Proche de l’amendement précédent, celui-ci a pour objectif de maintenir les compétences et de pérenniser l’activité permettant de fournir un stock de dosimètres en cas d’accident d’une installation nucléaire sur le territoire français. Le transfert de la fabrication des dosimètres et l’exploitation de leurs résultats de façon intégrée au sein du CEA permettront de conserver cette activité au sein d’un Epic, mais aussi de conserver un statut social équivalent à celui de l’IRSN. En revanche, les experts sont inquiets de se voir transférer dans une filiale du CEA.

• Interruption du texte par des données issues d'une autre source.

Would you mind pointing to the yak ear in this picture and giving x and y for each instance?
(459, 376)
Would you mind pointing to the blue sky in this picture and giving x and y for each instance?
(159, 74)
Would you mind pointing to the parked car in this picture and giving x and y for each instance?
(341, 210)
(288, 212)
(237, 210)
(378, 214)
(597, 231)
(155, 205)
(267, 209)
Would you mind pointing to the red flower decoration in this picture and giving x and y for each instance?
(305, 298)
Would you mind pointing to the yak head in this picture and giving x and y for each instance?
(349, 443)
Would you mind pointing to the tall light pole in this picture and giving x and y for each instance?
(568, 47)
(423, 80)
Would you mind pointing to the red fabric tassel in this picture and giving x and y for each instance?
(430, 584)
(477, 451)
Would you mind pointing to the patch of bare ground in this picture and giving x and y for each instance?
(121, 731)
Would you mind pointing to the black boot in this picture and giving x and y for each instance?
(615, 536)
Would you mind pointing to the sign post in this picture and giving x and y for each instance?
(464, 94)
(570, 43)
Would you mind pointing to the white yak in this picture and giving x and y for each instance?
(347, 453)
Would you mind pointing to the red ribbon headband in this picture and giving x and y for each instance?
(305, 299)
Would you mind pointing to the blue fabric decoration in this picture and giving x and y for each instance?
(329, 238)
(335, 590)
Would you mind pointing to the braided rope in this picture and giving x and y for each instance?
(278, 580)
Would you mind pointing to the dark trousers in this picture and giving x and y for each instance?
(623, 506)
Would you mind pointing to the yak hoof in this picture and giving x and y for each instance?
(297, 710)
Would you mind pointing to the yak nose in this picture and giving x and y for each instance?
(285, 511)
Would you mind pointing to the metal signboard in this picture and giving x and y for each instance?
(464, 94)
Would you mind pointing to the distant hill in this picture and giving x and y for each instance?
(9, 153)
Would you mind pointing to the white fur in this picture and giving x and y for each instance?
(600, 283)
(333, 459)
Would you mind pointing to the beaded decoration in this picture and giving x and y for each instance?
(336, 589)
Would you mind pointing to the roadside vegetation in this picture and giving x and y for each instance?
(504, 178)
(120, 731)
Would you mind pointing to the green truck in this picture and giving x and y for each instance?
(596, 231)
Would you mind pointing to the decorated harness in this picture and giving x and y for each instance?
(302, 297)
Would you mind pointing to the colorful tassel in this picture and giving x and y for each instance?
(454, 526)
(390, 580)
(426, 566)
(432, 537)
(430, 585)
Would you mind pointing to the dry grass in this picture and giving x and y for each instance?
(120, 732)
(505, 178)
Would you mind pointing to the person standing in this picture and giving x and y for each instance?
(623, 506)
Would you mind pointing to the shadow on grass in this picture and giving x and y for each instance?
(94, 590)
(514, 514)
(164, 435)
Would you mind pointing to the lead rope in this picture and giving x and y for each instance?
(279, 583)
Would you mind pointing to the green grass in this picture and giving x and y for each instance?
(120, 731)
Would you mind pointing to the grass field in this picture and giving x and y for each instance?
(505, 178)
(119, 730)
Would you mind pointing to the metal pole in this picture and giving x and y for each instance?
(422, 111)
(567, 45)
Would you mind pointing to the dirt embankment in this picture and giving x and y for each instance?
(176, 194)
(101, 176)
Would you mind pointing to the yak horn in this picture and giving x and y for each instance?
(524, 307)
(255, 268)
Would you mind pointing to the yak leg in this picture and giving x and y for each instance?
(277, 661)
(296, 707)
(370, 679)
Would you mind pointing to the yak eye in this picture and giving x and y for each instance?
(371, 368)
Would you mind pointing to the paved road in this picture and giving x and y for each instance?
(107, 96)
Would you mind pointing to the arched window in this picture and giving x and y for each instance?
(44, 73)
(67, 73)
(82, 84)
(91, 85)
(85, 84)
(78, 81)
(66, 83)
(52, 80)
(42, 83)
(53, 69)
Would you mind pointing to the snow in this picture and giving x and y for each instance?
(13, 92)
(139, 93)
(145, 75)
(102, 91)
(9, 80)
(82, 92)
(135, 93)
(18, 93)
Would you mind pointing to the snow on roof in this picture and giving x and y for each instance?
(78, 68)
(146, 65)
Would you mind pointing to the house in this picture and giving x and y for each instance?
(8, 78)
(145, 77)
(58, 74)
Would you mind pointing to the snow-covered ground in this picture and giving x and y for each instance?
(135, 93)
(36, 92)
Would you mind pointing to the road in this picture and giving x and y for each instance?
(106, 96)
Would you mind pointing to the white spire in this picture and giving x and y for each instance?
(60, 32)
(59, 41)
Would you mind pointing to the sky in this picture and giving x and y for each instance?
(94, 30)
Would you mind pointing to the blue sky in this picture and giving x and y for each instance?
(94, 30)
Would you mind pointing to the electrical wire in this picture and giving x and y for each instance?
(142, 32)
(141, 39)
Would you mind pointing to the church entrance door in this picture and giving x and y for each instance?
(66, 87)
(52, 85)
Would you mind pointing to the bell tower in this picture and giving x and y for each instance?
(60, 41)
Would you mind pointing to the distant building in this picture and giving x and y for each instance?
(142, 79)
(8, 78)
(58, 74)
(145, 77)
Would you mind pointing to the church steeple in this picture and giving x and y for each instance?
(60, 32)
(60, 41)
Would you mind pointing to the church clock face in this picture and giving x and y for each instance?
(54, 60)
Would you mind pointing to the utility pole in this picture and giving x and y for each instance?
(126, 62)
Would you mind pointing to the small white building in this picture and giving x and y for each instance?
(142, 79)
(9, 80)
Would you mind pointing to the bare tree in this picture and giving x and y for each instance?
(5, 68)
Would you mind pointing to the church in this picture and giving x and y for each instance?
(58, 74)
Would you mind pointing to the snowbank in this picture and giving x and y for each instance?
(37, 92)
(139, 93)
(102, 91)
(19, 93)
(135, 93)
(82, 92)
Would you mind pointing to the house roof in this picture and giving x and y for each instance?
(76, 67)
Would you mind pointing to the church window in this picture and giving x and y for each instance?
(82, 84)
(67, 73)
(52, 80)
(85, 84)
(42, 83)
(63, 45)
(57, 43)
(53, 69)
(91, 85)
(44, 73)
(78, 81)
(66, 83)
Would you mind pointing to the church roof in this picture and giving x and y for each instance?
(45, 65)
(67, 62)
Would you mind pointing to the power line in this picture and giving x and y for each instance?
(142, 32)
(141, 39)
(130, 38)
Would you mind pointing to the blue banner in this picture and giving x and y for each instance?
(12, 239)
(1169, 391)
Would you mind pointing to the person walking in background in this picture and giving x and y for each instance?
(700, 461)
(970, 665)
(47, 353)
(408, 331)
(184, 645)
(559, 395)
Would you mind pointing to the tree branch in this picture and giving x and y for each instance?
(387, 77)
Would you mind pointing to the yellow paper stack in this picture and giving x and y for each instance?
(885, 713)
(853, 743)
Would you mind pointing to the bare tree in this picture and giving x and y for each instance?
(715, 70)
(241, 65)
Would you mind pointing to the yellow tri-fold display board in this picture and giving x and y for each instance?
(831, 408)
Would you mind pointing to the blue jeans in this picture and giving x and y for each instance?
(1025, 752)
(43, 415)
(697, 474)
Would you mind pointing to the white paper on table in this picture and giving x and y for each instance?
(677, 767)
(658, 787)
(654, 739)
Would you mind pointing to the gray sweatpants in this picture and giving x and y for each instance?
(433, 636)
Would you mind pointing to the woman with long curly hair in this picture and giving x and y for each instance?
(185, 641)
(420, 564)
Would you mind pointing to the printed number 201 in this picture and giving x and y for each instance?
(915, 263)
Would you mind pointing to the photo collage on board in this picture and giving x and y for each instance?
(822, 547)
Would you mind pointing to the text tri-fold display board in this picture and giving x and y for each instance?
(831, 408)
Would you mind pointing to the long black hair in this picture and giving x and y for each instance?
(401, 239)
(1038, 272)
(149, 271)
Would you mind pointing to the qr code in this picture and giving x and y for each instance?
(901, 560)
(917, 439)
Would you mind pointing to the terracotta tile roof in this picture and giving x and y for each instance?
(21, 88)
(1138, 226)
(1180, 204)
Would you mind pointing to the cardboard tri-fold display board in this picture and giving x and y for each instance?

L’amendement no 180 de Mme Mireille Clapot est défendu.L’amendement no 205 de M. Paul Christophe est défendu.Quel est l’avis de la commission ?
Le transfert de l’activité de dosimétrie passive pourrait nécessiter, pour des raisons d’organisation interne au CEA et afin de maintenir le niveau des rémunérations, le recours à une filiale. Il ne s’agit pas de le cacher mais, au contraire, de réfléchir aux conséquences potentielles. C’est pourquoi, pour répondre à la crainte que cette activité puisse à terme faire l’objet d’une cession ou d’une privatisation, et après avoir entendu vos arguments, notamment en commission, j’ai déposé l’amendement no 327, qui sera appelé dans un instant et qui vise à assurer que cette filiale restera sous contrôle public, même en cas de cession. Je demande donc le retrait de vos amendements identiques au profit du mien, qui répond à vos inquiétudes. À défaut, avis défavorable.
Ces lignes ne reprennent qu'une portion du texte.